Walking got considerably harder. The path was still muddy and now constantly lead up and down, sometimes just inches from a slope down to the river. The guides were doing fine, one of them even in flip-flops, but the American couple was on hands and feet more than once. Hiro and I had heavier shoes with deeper profile and were somewhere in between.
At some point we reached a first village and had a small break. Two years ago that village was quite big but then most people moved closer to the road to have easier access to – well everything. Doing a couple hours of jungle trekking when you want to buy supplies or need to see a doctor is just not the bee’s knees. Nowadays only the farmers currently working on the fields stay at that place. The kids not old enough for school join them and they looked way poorer than any kid I’ve seen in the city.
Back on the trek we had to cross the stream countless times. We had been told to bring flip-flops for the crossings but we hadn’t been told that we’d wear them between the crossings in the jungle, or while walking up the river bed for ages. Mine broke somewhere along the way and after walking mostly barefoot for an hour my mood was low to say the least.
Our Californian company wasn’t too happy either. Not only because of the strenuous walk but also because of concerns about safety. It would be too easy to sprain an ankle or break something on the slippery path and in the river beds.
We were way past the point of no return though and could only continue towards the village were we would overnight. Several hours later we finally reached the ‘road’ leading there. About an hour before sunset we had arrived at our final destination for the day: Ban Yha Nang.
Because it is so difficult to reach, not many tourists come here. Getting there by car is impossible and even on a small motorcycle it takes two hours to reach the town. That’s only possible in the dry season though, if it’s wet, people still have to walk. Thus the village was a refreshing change to the touristy one we had seen the other day. No souvenir shops here.
Our guides started to prepare dinner and we went to take a shower. Well not exactly a shower, they don’t even have toilets here. They do have a tap with spring water though. As the ‘bathroom’ is in the open, men have to keep their underwear on and women have to wear a sarong.
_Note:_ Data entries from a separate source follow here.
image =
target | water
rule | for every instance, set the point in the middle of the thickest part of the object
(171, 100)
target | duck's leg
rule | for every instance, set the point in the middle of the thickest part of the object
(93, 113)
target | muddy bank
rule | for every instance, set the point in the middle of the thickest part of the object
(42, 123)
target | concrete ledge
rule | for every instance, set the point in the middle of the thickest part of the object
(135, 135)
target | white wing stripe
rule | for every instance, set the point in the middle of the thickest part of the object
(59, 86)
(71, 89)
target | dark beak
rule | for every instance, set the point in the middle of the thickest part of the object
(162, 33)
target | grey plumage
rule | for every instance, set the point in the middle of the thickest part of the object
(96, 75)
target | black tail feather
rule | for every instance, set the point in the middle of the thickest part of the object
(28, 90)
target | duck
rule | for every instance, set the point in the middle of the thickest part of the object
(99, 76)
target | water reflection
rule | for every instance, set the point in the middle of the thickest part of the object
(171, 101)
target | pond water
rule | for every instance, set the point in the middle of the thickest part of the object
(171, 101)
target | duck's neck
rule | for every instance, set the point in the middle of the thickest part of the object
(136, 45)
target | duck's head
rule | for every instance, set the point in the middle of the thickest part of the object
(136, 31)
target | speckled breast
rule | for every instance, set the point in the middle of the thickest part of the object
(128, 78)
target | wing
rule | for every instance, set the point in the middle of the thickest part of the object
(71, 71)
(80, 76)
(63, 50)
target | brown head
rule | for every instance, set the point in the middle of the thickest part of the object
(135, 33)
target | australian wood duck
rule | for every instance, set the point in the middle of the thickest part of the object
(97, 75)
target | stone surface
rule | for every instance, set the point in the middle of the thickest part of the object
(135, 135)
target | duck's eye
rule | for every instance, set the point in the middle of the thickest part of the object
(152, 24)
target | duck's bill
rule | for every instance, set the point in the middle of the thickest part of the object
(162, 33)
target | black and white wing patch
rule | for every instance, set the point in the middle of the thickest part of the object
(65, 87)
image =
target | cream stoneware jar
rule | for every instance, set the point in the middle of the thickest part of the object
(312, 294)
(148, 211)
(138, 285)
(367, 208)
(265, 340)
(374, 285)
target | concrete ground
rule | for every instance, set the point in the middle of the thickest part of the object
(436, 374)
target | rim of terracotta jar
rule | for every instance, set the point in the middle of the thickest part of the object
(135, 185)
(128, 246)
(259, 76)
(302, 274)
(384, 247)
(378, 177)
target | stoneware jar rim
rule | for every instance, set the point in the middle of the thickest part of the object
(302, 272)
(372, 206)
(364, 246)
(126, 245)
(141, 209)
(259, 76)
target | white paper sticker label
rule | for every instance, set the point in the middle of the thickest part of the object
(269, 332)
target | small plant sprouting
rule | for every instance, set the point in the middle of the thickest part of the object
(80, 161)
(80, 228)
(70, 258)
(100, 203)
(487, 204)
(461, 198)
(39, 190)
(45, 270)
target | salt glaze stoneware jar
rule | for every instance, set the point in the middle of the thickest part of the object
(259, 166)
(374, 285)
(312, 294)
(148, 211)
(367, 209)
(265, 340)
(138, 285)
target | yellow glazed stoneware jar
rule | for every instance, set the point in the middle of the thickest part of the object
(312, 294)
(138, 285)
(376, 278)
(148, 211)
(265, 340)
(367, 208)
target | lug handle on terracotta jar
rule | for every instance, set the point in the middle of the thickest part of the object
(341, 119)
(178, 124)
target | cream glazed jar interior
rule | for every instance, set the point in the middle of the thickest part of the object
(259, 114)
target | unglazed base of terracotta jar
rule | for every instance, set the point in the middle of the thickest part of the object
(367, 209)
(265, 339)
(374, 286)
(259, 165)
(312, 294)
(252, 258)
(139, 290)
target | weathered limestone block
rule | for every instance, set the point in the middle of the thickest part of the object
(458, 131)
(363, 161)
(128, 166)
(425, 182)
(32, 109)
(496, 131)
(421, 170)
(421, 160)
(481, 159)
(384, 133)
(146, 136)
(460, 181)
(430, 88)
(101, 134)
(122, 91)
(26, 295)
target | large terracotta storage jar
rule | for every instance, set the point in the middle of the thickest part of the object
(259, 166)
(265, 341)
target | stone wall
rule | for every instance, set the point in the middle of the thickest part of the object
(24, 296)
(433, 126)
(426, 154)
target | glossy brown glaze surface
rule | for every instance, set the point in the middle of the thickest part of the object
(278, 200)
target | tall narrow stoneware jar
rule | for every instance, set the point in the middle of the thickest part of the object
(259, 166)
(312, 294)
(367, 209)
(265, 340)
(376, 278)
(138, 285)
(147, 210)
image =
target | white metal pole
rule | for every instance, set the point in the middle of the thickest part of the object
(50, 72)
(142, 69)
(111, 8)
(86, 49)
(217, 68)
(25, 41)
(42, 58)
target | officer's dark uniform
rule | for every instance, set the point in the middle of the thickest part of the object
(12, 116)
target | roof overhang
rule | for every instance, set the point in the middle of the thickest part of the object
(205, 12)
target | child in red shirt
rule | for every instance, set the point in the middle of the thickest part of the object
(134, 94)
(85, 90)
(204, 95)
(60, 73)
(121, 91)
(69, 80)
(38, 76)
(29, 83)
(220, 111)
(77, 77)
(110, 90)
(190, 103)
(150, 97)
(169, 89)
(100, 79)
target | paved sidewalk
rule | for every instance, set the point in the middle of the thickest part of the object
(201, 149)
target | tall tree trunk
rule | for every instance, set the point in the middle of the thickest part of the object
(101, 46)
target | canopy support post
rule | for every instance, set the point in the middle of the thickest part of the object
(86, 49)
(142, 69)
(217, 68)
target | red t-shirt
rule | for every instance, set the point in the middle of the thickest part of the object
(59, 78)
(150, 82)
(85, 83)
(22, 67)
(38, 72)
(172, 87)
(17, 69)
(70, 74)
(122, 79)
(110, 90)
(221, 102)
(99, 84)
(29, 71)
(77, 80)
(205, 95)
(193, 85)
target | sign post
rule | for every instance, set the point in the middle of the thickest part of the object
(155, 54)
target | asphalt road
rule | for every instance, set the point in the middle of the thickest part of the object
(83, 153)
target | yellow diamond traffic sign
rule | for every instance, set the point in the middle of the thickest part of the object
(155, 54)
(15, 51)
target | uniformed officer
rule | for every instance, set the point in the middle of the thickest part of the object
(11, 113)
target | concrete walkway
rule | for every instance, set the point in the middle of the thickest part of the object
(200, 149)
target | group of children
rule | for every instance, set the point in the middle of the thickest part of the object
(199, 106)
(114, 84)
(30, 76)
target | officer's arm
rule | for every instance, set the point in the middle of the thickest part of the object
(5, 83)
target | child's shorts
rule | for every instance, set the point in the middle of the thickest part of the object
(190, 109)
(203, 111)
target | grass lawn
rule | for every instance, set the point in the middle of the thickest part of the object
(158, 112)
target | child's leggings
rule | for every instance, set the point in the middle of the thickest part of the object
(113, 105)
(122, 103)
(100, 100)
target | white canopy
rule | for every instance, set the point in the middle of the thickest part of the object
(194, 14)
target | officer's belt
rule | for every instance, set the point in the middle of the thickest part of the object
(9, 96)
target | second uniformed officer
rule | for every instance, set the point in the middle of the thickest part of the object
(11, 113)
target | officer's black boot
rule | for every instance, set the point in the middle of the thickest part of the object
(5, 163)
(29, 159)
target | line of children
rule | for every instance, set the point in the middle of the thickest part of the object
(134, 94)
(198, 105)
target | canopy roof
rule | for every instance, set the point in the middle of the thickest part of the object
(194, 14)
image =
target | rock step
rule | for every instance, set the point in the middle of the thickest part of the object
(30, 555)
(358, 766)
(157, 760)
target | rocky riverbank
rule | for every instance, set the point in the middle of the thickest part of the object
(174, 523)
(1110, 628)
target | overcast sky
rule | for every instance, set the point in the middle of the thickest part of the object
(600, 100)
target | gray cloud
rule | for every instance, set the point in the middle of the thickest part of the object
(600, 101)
Another new experience.
We were soon the centre of attention for a whole group of kids and Phil and Christy introduced them to some children songs. They returned the favour by presenting some songs they learned at school.
After dinner we spend some more time with the kids and other locals but soon everybody was ready for bed. Our host was a former village chief so his house was one of the better ones with concrete floor and solid wooden walls. They had prepared mats and mosquito nets for us in one corner. Very basic but after that day I probably could have gotten to sleep on the bare concrete floor.